No nos revela nada nuevo, todo nos ha sido revelado por Jesucristo, pero a él le corresponde iluminar, profundizar el conocimiento del evangelio y fortalecer la vida del cristiano. Su obra da plenitud a la obra de Jesucristo. Por ello el tiempo propio del Espíritu Santo es el tiempo de la Iglesia, él es como el alma que la anima y la guía. Esta verdad de nuestra fe es la que nos lleva a elevar nuestra oración a él para que nos asista e ilumine.
El Espíritu Santo actúa interiormente para transformarnos a imagen de Jesucristo. Cuando San Pablo les dice a los cristianos: “tengan los mismo sentimientos de Cristo Jesús”, lo que hace es decirles déjense guiar por el Espíritu Santo. Si bien la obra del Espíritu Santo es un don personal ella tiene, sin embargo, una función que me trasciende, porque tiene horizontes de humanidad. Gracias a él, conocemos el designio de Dios que alcanza a toda la humanidad.
Esto fundamenta no sólo la dimensión y exigencia personal de ser misioneros, sino que nos hace descubrir la misión de la Iglesia al servicio de la unidad de toda la familia humana. El Concilio Vaticano II nos habla de esta misión, diciendo que la Iglesia: “es en Cristo como un sacramento o señal e instrumento de la íntima unión con Dios y de la unidad de todo el género humano” (L. G. 1). Esto no significa uniformidad sino reconocimiento de la diversidad de riquezas de todos los pueblos, pero desde la unidad de origen que es la obra y el amor de Dios.

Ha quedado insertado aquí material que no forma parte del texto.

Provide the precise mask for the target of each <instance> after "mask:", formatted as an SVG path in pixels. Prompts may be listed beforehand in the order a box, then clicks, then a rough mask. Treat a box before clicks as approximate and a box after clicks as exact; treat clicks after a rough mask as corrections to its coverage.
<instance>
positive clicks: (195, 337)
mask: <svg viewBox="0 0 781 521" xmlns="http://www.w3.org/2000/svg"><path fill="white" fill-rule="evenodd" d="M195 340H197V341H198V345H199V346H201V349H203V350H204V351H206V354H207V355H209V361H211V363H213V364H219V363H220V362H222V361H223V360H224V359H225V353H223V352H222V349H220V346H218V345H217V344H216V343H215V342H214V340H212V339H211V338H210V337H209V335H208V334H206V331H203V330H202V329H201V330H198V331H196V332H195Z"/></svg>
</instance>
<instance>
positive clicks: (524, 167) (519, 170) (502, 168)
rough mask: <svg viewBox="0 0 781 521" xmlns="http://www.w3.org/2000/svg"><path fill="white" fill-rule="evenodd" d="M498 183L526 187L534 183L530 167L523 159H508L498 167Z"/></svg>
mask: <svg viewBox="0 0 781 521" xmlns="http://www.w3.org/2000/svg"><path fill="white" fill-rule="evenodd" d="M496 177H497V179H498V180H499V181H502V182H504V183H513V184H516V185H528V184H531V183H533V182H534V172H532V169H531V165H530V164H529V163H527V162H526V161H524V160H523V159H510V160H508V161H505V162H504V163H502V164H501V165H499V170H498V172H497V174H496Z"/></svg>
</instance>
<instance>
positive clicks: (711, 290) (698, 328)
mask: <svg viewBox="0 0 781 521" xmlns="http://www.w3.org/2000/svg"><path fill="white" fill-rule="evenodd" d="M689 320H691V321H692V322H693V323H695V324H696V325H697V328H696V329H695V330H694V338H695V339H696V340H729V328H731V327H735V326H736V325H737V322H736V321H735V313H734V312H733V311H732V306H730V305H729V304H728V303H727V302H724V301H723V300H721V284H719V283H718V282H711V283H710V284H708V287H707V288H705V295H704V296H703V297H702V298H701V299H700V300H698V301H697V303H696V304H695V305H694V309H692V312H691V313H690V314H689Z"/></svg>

El Compendio de la Doctrina Social de la Iglesia Católica afirma que: “El mensaje cristiano ofrece una visión universal de la vida de los hombres y de los pueblos de la tierra, que hace comprender la unidad de la familia humana” (432). Esta unidad, sabemos, no se construye por la fuerza de las armas, sino con la fuerza moral de los valores que reconocen que la unidad y dignidad de los hombres y de los pueblos, se apoyan en la conciencia de: “pertenecer como miembros vivos a la gran comunidad mundial” (Pacem in terris, 296). Esto no es ajeno a las consecuencias morales y políticas de la fe en Dios, que se nos ha manifestado en Jesucristo y se convierte en fuerza interior por obra del Espíritu Santo.
Cuando digo esto no puedo olvidarme de la escena que viví en Roma el día que asumió el Papa Francisco. Había en la Plaza San Pedro más de 170 delegaciones de todo el mundo, incluso de países que estaban en guerra, pero todos reconocían en los valores que predicaba Francisco una verdad y una esperanza para la humanidad. Concluyo con una cita de Juan XVIII: “Ninguna época podrá borrar la unidad social de los hombres, puesto que consta de individuos que poseen con igual derecho una misma dignidad natural” (292).
Que la Fiesta de Pentecostés nos anime a vivir la verdad del evangelio de Jesucristo. Reciban de su obispo junto a mi afecto y oraciones, mi bendición en el Señor.